PassAudited by ClawScan on May 13, 2026.

Overview

This is an instruction-only fraud-prevention guide with no code or credentials, but it discusses sensitive customer telemetry and automated order-blocking rules that users should implement carefully.

This appears safe to use as a planning guide. Treat its outputs as recommendations, not automatic production rules: validate thresholds, keep human review for borderline cases, and make sure any device fingerprinting, behavioral tracking, chargeback evidence, or identity verification program complies with PCI, privacy laws, customer notices, and retention limits.

Findings (2)

Artifact-based informational review of SKILL.md, metadata, install specs, static scan signals, and capability signals. ClawScan does not execute the skill or run runtime probes.

What this means

Poorly tuned fraud rules could reject legitimate customers or reduce sales.

Why it was flagged

The guide includes automated decline outcomes that could block real ecommerce orders if the user implements them directly.
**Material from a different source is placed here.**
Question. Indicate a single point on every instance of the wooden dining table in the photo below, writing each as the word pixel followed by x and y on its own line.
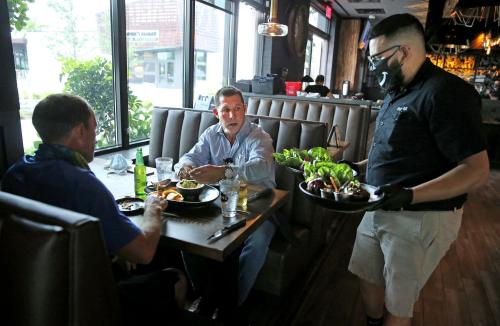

This is expected for a fraud-prevention framework, but it is a high-impact business action.

Skill content
| 71–100 | Auto-decline | Decline transaction with generic error message |
Recommendation

Pilot rules on historical data, keep manual review and appeal paths, monitor false positives, and use rollback procedures before deploying automatic blocks.

What this means

Customer privacy could be affected if detailed fraud evidence is over-collected, retained too long, or shared with the agent unnecessarily.

Why it was flagged

The guide recommends collecting and retaining detailed customer, device, behavioral, account, and transaction evidence. This is purpose-aligned for chargeback response, but it creates sensitive records that require privacy controls if used as agent context or stored in a fraud system.

Skill content
Device data: Browser fingerprint... Network data: IP address... Behavioral data: Session duration... mouse movement patterns... Account data: Account age, purchase history...
Recommendation

Minimize data collection, avoid sharing raw customer records unless necessary, follow PCI/privacy requirements, restrict access, and define retention and deletion policies.